Mas a guerra foi um passo que esperou o momento. Aparentemente, a decisão estava definida no começo de 2002, mas só foi anunciada no final. O porta-voz da presidência, para espanto (ou não) dos presentes afirmou: “Por uma questão de marketing, não se lança um novo produto em agosto”. Um novo produto: the new american war.

Antes de definir o front externo, com diplomacia ou na ignorância, Bush pretendia fazer o dever de casa, o serviço interno. Logo depois do atentado, no final de 2011, Bush decretou aquele que talvez seja o seu AI-5, refeito e melhorado. O Patriotic Act  e seus derivamos davam às forças de segurança o direito de revirar casas, corpos e mentes de quem julgasse suspeito. Com os meios e técnicas que julgassem convenientes. Como diria o Tim Maia: agora vale tudo mesmo. Assim, uma eventual carteira roubada em Times Square ou assalto em supermercado do Queens poderia ser transformado em assunto de segurança nacional, se, por acaso, alguém com nome árabe estivesse envolvido. E isto NÃO é uma hipótese de pesquisador acadêmico. Até os seriados de TV – como Law and Order e Chicago PD – começaram a mostrar episódios dessa natureza. Deu sopa, os federais entram em cena e “assumem o caso”. Eles assumem e os suspeitos somem, reaparecendo em Guantanamo ou em alguma ilha perto da Europa. Como se fossem anexos de email. Zipados.

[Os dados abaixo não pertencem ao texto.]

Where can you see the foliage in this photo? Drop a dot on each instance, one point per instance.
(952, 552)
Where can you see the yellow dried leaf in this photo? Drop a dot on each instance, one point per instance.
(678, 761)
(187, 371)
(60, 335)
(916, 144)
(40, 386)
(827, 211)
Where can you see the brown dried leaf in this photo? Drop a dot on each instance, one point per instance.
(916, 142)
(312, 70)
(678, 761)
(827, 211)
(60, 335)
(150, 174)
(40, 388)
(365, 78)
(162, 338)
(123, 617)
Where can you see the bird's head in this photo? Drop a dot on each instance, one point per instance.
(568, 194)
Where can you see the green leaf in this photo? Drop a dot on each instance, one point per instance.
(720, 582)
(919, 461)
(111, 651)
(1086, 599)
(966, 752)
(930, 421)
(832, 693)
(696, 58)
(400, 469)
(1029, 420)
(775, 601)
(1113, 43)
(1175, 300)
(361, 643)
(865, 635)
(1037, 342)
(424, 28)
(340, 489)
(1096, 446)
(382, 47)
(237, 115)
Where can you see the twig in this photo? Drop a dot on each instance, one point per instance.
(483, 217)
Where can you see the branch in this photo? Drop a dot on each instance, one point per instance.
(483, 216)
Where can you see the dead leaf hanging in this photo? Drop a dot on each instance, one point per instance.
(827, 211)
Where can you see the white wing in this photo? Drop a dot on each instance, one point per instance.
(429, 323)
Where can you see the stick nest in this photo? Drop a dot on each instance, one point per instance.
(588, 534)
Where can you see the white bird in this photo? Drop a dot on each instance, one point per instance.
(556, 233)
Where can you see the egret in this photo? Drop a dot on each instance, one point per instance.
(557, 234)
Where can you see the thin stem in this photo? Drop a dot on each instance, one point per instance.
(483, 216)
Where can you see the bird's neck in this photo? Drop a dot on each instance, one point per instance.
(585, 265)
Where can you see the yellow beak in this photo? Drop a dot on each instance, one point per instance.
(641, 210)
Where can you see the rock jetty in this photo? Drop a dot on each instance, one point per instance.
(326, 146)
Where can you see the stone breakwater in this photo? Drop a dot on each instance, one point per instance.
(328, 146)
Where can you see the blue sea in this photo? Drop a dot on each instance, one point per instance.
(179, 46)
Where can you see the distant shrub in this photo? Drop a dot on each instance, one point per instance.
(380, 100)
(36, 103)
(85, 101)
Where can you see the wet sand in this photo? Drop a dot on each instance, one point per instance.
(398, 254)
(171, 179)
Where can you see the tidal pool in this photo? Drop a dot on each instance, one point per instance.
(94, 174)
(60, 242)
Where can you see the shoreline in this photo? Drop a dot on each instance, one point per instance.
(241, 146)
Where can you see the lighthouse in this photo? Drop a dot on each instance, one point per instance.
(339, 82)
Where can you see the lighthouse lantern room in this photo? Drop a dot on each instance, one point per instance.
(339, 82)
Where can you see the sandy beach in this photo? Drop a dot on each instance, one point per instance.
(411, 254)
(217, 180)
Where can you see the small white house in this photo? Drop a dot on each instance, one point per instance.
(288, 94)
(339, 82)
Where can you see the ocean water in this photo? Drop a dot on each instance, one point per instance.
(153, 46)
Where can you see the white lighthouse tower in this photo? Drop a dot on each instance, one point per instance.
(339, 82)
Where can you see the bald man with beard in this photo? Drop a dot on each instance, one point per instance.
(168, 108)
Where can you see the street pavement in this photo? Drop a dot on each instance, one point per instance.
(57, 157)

Bush e seus asseclas sabiam o valor político de uma crise, sua utilidade para produzir resultados que em situações normais seriam rejeitados pelos cidadãos. Não se tratava apenas de aumentar seus índices de aprovação. Os homens de preto na Casa Branca perceberam que podiam fazer aquilo que queriam, desde que apresentado como indispensável para a Guerra contra o Terror, a “new american war” anunciada pelas cadeias de TV.

Assim, a comparação com o Pearl Harbor tem algum sentido, mas é pálido. Bush inovou e ampliou. Pearl Harbor foi seguido da Purple American Fury nas ilhas do império nipônico. Mas também teve seu uso interno – o confinamento de imigrantes japoneses e descendentes em campos de concentração na Califórnia, por exemplo. Bush quis mais, bem mais – e esse talvez tenha sido o significado mais duradouro e útil (para ele) do atentado.

Sim, o ataque permitiu uma injeção de energia a um governo em queda acelerada de popularidade. Querendo ou não, Osama ajudava o velho amigo. Nas vésperas do evento, a aprovação de Bush estava próxima dos 50%. Um mês depois, superava os 90%. O “presidente da guerra” estava em alta.

Assim, não é preciso adotar qualquer teoria da conspiração para saber o que derivou dos eventos – não do que os motivou, algo que depende da paranoia (ou conhecimento) de cada um. E o que resultou foi um achado da turma de Bush II: a invenção de um 11 de setembro permanente, uma espécie de mandato James Bond ampliado: licença para matar, aqui, ali, acolá, ontem, hoje, amanhã.  A saga continua.